How They Compare, Honestly
| MCP Approach | Code Generation | |
|---|---|---|
| Reliability | Uses pre-tested tools, consistent results | A.I. guesses the code, small errors are common |
| Speed | Works in seconds | Write, check, fix, repeat |
| Do you need to code? | No. Just ask in plain English | Yes. Someone needs to verify the code |
| What can it do? | Whatever tools are available (50+) | Anything in theory, but errors in practice |
| Safety | Each tool has built-in guardrails | Runs whatever code the A.I. writes |
| Works with your live model? | Yes. A.I. reads your actual model in real time | Usually generates code without seeing the model |
To be fair, code generation has one real advantage: it's theoretically unlimited. If someone builds a new MCP tool, it has to be programmed and tested first. A code-generating A.I. can attempt anything. It just won't always get it right. For advanced users who can verify code, that flexibility matters.
What This Looks Like Day to Day
Here's what working with Revit MCP actually feels like. No scripts, no debugging, just conversation:
The A.I. can also chain multiple steps together. You might ask it to "find all mechanical equipment on Level 3, check if they have a maintenance schedule parameter, and list the ones that don't." The A.I. will use several tools in sequence to figure that out, without you needing to know how it works under the hood.
What Revit MCP Can't Do (Yet)
We think being honest about limitations is just as important as explaining benefits. Here's where Revit MCP falls short today:
Current Limitations
- It's not unlimited. MCP can only do what the available tools support. We have 50+ tools today, but there are Revit operations they don't cover yet. Code generation, for all its flaws, can theoretically attempt anything.
- No complex geometry creation. You can't ask the A.I. to draw a custom staircase or model a complex roof shape through conversation. That's still the domain of manual modeling or tools like Dynamo.

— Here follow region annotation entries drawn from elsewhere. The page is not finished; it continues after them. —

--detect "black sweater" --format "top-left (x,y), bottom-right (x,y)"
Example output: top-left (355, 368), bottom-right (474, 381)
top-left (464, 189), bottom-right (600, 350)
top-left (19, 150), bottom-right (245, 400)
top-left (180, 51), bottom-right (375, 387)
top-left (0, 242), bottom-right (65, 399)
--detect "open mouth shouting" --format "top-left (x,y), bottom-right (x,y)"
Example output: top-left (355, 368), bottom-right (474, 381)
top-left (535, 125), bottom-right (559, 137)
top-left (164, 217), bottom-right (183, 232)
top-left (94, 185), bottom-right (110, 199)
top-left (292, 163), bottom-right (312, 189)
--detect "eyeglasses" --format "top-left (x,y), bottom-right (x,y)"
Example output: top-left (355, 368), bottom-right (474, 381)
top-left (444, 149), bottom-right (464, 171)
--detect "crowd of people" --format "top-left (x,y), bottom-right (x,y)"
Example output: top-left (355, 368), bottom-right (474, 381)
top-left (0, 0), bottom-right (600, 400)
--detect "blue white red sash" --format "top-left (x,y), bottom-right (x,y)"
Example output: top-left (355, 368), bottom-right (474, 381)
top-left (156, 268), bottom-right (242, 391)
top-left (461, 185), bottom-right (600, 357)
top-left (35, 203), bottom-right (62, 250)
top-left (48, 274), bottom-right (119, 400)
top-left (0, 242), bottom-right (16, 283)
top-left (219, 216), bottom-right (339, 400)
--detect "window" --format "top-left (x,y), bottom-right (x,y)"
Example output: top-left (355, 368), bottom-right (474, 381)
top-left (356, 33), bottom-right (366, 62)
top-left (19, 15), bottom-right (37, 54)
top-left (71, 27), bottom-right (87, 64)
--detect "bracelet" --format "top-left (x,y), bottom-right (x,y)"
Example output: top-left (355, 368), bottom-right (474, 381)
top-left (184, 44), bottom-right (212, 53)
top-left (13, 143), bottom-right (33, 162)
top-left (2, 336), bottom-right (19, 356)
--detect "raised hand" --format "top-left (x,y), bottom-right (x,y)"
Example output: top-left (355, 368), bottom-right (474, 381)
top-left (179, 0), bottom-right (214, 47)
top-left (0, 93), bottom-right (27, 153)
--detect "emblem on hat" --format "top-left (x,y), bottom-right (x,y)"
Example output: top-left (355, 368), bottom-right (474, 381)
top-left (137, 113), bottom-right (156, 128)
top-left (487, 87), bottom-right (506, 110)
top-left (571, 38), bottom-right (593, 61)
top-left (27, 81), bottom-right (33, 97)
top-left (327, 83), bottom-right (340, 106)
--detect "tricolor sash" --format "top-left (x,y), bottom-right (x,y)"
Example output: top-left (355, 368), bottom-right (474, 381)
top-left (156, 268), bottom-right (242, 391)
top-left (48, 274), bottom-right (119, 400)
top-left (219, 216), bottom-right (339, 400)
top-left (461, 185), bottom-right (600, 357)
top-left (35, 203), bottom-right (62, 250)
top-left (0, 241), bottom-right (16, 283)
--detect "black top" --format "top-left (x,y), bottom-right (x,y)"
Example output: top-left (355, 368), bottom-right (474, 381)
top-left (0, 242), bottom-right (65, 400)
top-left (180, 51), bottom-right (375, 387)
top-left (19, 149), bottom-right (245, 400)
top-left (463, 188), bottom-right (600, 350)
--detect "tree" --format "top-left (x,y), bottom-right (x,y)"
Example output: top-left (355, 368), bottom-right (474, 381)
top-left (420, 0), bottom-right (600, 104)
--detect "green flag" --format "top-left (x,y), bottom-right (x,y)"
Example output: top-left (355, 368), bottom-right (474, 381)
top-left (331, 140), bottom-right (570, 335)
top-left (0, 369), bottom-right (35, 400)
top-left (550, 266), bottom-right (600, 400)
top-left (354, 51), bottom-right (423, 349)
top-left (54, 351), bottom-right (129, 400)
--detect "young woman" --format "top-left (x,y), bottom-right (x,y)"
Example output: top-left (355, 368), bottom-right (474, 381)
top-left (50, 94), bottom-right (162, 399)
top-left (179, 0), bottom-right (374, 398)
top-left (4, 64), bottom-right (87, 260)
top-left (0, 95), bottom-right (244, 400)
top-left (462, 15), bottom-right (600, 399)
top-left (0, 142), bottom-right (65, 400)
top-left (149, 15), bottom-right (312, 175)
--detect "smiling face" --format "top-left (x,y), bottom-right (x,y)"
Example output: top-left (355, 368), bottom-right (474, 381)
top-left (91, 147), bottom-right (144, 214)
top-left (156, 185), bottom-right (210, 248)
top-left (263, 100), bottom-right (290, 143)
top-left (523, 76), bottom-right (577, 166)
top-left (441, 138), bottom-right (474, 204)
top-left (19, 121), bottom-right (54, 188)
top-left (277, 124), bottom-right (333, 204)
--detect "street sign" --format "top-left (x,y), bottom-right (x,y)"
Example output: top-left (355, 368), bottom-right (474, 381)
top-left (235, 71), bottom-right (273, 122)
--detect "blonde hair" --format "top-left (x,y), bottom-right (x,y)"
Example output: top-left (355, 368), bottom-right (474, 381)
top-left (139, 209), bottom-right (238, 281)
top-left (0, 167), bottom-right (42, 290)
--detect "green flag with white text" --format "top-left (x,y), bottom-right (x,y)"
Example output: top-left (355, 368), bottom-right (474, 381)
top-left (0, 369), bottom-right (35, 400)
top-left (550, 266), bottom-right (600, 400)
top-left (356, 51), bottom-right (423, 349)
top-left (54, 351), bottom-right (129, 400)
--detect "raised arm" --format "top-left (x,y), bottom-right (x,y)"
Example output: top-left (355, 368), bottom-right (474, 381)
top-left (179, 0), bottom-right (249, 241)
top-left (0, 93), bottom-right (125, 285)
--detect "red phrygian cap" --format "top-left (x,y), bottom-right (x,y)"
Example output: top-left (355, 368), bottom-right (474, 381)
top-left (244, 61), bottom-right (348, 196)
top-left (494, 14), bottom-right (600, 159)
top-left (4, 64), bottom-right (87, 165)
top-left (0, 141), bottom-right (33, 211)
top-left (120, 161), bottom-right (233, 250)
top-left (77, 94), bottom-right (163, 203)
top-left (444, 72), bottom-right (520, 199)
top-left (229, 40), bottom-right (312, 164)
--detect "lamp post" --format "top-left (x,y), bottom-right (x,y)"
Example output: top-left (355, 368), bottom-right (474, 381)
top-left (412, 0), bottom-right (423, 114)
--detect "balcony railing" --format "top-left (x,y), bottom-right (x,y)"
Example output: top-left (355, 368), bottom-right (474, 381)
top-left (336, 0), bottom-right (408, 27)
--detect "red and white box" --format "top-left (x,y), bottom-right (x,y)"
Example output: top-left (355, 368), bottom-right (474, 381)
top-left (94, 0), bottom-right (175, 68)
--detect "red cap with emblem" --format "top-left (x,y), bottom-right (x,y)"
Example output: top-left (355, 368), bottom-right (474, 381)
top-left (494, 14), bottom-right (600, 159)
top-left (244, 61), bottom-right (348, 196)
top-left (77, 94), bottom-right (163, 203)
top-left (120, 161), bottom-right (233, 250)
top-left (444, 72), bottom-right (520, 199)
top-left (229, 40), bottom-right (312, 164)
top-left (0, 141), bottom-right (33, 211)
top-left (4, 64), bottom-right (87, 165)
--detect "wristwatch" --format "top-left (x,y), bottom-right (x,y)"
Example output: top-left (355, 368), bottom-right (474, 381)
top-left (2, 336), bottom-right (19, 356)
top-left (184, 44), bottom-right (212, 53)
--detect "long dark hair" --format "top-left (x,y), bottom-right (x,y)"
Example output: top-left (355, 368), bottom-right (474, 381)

- Prompt quality matters. The A.I. is only as helpful as the question you ask. Vague questions get vague answers. Being specific ("walls on Level 2 in Workset A" rather than just "walls") makes a big difference.
- Revit needs to be open. MCP connects to a running Revit session. You can't process models offline or without Revit installed.
- Large models take longer. On very large projects, some operations (especially ones that scan every element) can take a few moments. It's still much faster than doing it manually, but it's not always instant.